- Born: January 28, 1985 (age 41) Dolyna, Prykarpattia
- Education: Lviv Institute of Banking
- Occupations: Banker and Economist

= Vitaliy Romanchukevych =

Ukrainian banker

Vitaliy Romanchukevych (born January 28, 1985) is a Ukrainian banker, economist who is chairman of the Board of JSC European Industrial Bank, First vice president of the Association of Ukrainian Banks (AUB) and the judge of the Arbitration Court of AUB. He previously worked at the National Bank of Ukraine for more than 10 years.

== Early life and education ==
Vitaly Romanchukevych was born on January 28, 1985, in Dolyna, Prykarpattia. Studied at Dolyna Secondary School No. 4 and Dolyna Natural and Mathematical Lyceum at the Faculty of Physics and Mathematics.

In 2007, he graduated with honors with MA in banking from the Lviv Institute of Banking, and a year earlier he got a BA degree in business economics. He also obtained a higher education in law at the correspondence department of the Lviv State University of Internal Affairs.

In December 2007 he became economist of the 1st category of the Department of Regulation of Monetary and Credit and Stock Markets of the Department of Monetary Policy of the NBU.

In 2011, he graduated from the Ukrainian Academy of Banking of the National Bank of Ukraine, specializing in "Money, Finance and Credit".

In 2012, he received the scientific degree as a candidate of economic sciences, the topic of his dissertation was "Monetary and credit policy of Ukraine in the conditions of the globalization of the economy."

In 2013, he earned a master's degree in "Social Development Management" at the Institute of Senior Managers of the National Academy of Public Administration under the President of Ukraine.

== Career ==
In 2009 Romanchukevych was appointed Chief Economist of the Department of Monetary Market Analysis and Forecasting of the General Department of Monetary and Credit Policy of the National bank of Ukraine. In 2013 He was made Deputy Head of the Department and in 2015 he was moved to head of the Department of Monetary and Credit Market Analysis. Where he stayed until 2018. During this period, in 2014, he entered doctoral studies at the University of Banking.

In 2018 Romanchukevych became First Deputy Chairman of the management board of JSC "Industrialbank", member of the management board.

In May 2019 he also became First vice-president of the Association of Ukrainian Banks.

In 2020, he defended his dissertation research on the topic "Modernization of the State Financial Policy of Sustainable Development" and received the scientific degree of Doctor of Economic Sciences. He continues to engage in scientific research, has more than 32 scientific papers.

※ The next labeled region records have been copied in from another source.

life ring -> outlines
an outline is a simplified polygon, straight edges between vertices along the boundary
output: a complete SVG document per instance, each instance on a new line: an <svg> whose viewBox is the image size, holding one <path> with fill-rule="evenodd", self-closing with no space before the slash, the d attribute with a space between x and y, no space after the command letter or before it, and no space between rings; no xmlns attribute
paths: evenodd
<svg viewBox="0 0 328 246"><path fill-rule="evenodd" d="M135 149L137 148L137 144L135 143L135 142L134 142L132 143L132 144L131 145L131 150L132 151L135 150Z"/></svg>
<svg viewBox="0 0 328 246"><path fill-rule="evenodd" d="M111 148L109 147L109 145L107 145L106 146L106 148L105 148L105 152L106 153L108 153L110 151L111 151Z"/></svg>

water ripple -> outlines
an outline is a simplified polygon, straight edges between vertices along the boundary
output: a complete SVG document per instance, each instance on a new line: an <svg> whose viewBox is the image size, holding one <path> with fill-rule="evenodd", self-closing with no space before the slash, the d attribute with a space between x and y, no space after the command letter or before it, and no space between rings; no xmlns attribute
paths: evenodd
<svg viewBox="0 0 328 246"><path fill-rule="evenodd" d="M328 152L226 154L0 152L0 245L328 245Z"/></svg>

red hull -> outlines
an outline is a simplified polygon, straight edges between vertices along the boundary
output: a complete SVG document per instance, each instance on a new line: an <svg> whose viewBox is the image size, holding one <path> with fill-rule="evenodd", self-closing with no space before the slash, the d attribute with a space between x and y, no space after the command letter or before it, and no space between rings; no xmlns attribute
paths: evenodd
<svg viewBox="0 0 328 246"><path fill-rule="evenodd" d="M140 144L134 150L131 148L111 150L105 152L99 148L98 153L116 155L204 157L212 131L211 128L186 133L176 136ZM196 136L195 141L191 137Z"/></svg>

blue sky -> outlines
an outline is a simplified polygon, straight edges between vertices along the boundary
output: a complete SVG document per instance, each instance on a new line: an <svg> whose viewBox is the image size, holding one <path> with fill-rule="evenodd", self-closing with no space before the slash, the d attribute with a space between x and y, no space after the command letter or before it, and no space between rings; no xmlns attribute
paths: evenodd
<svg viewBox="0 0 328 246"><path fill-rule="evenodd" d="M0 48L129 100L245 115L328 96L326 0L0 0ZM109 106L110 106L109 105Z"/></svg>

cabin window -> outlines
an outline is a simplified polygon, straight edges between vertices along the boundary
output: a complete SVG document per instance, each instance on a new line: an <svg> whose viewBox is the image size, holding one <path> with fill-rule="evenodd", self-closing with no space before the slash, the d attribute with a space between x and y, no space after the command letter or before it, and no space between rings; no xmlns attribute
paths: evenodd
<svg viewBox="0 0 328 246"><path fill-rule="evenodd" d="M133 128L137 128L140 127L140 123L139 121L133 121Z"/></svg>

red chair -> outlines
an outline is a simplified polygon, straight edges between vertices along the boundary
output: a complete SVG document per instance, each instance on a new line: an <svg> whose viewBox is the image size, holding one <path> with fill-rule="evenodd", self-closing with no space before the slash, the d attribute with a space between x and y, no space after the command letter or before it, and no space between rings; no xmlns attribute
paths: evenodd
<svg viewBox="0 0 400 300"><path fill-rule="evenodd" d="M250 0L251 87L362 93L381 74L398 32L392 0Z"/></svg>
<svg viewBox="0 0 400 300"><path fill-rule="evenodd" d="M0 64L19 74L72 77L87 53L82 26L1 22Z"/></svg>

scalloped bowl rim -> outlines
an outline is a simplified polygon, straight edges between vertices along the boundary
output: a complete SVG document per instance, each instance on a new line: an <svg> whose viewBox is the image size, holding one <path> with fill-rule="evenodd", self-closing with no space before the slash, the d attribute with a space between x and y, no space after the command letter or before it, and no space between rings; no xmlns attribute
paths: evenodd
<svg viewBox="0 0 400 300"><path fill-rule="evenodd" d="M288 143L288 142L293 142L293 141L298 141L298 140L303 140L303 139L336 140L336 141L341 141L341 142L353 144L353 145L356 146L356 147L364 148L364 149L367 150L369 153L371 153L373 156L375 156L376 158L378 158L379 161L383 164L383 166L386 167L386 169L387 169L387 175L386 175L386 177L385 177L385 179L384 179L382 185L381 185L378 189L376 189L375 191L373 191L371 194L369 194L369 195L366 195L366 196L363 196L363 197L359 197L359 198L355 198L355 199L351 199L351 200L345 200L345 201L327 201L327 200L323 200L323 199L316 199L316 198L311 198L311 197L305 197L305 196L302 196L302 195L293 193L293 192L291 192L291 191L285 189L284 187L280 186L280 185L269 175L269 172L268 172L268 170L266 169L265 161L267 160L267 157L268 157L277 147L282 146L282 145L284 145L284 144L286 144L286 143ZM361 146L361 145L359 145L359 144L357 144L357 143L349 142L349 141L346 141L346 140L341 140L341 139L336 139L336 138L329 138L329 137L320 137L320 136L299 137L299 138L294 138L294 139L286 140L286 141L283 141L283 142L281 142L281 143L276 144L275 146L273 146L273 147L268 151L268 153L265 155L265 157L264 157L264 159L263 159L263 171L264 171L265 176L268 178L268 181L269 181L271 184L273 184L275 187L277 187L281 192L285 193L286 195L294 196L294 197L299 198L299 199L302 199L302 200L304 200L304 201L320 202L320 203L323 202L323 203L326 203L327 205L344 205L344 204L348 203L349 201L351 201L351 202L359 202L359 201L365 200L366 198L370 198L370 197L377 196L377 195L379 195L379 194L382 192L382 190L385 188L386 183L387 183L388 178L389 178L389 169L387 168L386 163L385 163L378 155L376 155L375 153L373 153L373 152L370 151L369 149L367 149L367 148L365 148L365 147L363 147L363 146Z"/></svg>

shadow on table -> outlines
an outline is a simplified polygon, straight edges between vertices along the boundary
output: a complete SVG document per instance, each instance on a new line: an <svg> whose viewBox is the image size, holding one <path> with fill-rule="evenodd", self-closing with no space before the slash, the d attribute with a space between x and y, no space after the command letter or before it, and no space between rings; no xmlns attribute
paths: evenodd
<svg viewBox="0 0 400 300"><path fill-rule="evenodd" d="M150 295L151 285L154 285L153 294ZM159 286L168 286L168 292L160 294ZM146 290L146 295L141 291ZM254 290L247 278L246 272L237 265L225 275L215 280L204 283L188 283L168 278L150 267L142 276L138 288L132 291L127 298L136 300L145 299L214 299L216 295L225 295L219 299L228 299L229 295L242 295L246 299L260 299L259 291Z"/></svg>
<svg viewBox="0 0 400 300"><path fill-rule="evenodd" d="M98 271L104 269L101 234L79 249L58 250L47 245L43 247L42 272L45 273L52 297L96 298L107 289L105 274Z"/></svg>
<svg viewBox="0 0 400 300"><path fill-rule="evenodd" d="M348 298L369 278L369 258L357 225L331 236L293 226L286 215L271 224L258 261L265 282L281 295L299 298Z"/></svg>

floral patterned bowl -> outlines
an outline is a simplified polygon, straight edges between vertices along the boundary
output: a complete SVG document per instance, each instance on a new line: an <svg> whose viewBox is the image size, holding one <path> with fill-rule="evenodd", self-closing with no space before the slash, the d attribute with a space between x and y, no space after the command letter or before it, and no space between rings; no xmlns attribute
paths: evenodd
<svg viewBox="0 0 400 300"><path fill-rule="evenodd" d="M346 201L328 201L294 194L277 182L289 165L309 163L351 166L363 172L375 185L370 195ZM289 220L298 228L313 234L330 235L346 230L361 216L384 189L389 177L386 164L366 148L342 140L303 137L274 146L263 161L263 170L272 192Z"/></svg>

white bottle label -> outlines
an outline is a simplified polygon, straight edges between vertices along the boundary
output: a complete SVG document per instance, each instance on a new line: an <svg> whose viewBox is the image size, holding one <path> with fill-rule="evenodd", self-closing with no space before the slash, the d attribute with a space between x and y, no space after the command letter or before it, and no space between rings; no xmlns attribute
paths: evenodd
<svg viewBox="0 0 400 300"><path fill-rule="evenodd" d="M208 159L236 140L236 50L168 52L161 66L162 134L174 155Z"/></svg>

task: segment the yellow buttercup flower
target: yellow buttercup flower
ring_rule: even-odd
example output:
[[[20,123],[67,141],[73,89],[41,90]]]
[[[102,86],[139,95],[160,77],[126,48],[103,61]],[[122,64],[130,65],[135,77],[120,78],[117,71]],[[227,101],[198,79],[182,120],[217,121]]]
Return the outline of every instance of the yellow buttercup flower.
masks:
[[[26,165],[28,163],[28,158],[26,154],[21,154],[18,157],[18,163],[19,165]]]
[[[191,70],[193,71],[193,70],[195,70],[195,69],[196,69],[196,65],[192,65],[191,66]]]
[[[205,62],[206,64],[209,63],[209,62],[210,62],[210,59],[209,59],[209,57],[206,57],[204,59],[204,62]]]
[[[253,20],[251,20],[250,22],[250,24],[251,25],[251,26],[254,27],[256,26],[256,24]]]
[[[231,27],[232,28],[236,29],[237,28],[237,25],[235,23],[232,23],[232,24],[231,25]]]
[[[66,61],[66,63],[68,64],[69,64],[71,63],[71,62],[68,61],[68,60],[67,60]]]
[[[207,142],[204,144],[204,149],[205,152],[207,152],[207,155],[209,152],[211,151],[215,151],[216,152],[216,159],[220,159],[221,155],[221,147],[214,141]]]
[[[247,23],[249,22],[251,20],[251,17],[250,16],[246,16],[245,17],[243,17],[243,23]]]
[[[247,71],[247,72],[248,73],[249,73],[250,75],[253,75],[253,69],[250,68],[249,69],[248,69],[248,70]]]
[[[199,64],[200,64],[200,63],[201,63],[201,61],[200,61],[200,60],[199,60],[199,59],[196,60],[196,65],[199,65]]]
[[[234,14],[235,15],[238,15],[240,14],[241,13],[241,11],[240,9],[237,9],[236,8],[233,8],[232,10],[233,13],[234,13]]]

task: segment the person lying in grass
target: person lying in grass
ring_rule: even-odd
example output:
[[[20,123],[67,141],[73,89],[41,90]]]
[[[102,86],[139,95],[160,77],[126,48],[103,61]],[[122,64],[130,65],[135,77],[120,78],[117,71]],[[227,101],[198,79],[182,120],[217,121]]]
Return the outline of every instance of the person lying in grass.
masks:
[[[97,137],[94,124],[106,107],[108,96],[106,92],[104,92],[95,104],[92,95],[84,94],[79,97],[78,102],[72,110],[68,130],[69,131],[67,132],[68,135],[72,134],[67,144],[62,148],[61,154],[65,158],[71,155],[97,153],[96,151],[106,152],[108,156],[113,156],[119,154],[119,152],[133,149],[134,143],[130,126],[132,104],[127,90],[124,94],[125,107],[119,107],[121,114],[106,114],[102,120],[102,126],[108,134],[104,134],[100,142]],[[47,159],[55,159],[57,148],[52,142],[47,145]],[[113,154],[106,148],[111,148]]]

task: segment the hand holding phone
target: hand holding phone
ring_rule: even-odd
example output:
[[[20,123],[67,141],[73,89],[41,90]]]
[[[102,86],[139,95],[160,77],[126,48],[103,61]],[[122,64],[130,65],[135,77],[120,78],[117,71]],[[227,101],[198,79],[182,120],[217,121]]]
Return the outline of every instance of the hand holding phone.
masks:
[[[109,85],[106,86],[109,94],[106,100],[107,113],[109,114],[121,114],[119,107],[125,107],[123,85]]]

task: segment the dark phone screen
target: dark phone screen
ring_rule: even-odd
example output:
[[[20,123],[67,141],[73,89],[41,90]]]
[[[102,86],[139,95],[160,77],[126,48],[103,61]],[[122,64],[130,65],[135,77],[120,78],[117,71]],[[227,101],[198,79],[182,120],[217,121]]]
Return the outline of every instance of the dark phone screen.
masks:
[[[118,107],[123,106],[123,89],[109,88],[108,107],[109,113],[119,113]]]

He also studied and gained practical experience in the European Central Bank, The Central Bank of the Russian Federation in Tula, Russia, the Joint Vienna Institute, the Lee Kuan Yew School of Public Policy in Singapore, and the 2021S UCGA Board Direction. Education program in corporate governance is a joint INSEAD and UCGA project. Board Direction is therefore based upon best practices and case studies from INSEAD, London Business School and Harvard, ICA International Certificate in Compliance and in AML, Introductory Level, etc.

In December 2021 he was appointed Chairman of the Board of JSC European Industrial Bank.